Tak hanya soal naskah, aspek visual film ini juga mendapat apresiasi melalui penghargaan Special Jury Mention untuk kategori Special Practical Effects. Penghargaan ini diberikan kepada Jabrik Hellworker, AAT, dan Issei Oda atas efek visual di Monster Pabrik Rambut.
"Sebuah film yang memukau berkat penggunaan efek praktikal handmade yang orisinal, dengan integrasi VFX yang apik—dari Monster Rambut yang rakus, hingga karakter 'Bona' yang mampu menumbuhkan kembali anggota tubuhnya yang hilang.
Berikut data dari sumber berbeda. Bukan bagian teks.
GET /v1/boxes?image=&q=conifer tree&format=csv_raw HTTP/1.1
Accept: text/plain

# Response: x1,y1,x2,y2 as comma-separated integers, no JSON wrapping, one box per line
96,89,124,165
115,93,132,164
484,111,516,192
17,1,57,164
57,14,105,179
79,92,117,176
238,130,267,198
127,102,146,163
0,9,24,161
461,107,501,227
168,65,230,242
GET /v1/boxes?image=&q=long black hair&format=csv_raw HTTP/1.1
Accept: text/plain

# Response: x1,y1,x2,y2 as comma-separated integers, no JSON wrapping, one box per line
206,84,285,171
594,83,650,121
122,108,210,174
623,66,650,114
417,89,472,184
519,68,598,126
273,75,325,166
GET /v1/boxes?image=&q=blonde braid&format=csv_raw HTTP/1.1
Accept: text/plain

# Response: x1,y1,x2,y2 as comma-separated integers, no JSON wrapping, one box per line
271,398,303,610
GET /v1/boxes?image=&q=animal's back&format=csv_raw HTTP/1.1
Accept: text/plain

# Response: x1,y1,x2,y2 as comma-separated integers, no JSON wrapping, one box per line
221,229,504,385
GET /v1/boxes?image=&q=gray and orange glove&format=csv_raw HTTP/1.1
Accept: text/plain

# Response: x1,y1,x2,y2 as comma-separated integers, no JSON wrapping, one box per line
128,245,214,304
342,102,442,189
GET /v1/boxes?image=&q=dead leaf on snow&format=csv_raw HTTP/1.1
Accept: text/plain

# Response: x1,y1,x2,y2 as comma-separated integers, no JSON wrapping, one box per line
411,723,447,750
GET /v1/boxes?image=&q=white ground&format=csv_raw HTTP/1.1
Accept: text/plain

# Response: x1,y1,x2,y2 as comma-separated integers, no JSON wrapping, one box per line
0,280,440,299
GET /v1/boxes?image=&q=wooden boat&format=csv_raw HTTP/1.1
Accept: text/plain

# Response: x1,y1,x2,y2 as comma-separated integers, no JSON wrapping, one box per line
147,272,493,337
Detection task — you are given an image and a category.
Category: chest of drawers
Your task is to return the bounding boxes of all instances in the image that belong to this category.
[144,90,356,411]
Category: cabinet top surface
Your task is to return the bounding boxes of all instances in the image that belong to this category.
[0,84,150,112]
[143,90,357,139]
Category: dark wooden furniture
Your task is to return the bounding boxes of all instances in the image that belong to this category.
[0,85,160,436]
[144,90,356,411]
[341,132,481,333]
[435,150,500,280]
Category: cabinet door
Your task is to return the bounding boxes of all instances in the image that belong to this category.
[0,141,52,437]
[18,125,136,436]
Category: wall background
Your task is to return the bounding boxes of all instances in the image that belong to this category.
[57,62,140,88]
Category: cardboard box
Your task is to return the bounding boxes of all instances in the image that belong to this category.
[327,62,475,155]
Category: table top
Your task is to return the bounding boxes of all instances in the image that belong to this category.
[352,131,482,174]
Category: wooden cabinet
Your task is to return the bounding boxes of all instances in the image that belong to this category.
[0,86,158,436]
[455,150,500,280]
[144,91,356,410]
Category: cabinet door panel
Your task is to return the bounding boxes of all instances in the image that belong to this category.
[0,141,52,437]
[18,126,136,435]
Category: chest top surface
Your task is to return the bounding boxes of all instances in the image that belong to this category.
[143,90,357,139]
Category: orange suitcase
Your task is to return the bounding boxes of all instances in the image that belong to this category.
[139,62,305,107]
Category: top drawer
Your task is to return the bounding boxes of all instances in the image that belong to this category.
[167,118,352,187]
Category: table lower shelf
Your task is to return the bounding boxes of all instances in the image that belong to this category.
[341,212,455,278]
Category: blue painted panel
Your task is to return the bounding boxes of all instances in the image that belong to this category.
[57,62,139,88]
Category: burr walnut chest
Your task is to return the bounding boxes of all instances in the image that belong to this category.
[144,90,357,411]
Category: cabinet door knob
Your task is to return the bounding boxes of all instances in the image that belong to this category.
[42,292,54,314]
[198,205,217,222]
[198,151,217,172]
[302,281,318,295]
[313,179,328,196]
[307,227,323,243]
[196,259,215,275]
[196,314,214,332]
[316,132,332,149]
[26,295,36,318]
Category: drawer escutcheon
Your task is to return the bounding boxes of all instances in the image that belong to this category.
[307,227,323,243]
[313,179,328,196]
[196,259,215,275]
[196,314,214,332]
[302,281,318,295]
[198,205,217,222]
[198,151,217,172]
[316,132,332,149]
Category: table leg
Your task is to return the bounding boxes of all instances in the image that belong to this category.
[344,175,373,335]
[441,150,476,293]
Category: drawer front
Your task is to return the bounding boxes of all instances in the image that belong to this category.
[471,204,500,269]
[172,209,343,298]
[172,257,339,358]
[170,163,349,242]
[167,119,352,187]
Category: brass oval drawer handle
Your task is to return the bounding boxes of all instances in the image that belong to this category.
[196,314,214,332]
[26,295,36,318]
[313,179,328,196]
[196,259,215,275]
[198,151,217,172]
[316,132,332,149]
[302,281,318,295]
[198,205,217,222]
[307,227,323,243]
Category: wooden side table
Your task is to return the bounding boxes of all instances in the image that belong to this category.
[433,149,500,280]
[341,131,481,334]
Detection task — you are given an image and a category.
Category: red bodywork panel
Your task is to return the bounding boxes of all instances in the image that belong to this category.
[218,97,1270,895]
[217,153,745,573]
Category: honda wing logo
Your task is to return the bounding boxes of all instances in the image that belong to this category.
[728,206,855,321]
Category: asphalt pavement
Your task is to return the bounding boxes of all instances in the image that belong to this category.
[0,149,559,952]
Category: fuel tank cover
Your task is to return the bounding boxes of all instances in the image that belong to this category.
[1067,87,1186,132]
Semuanya dengan indah membangun nuansa mimpi buruk nan surealis," ungkap para juri.
Kejayaan film ini tidak berhenti di Kanada. Di Swiss, Monster Pabrik Rambut juga menyabet penghargaan Best Production Design Award di Neuchâtel International Fantastic Film Festival (NIFFF).
Penghargaan ini jatuh kepada para penata artistik, Menfo Tantono dan Guntur Mupak, yang berhasil menciptakan atmosfer pabrik yang mencekam dan absurd.
Sutradara soal Ide Film Monster Pabrik Rambut
Sutradara Edwin mengungkap, ide di balik film ini berakar dari keresahannya melihat kondisi dunia kerja modern.
"Dunia kita makin sakit dan semakin dinormalisasi sampai titik yang absurd dan mengerikan. Orang-orang dituntut menumbuhkan kembali bagian tubuh mereka demi bertahan dari kerja paksa berjam-jam. Untuk apa, dan untuk siapa?" tutur Edwin.
Film yang menyuarakan isu hak pekerja melalui balutan horor ini diperkuat oleh jajaran aktor papan atas Indonesia, mulai dari Rachel Amanda, Lutesha, Iqbaal Ramadhan, hingga Didik Nini Thowok, Sal Priadi, dan Luqman "Kev" Hakim.
Prestasi internasional mengukuhkan posisi Palari Films dan Edwin di kancah global. Sebelumnya pada 2021, film Seperti Dendam, Rindu Harus Dibayar Tuntas karya Edwin memenangkan Golden Leopard di ajang bergengsi 74th Locarno Film Festival.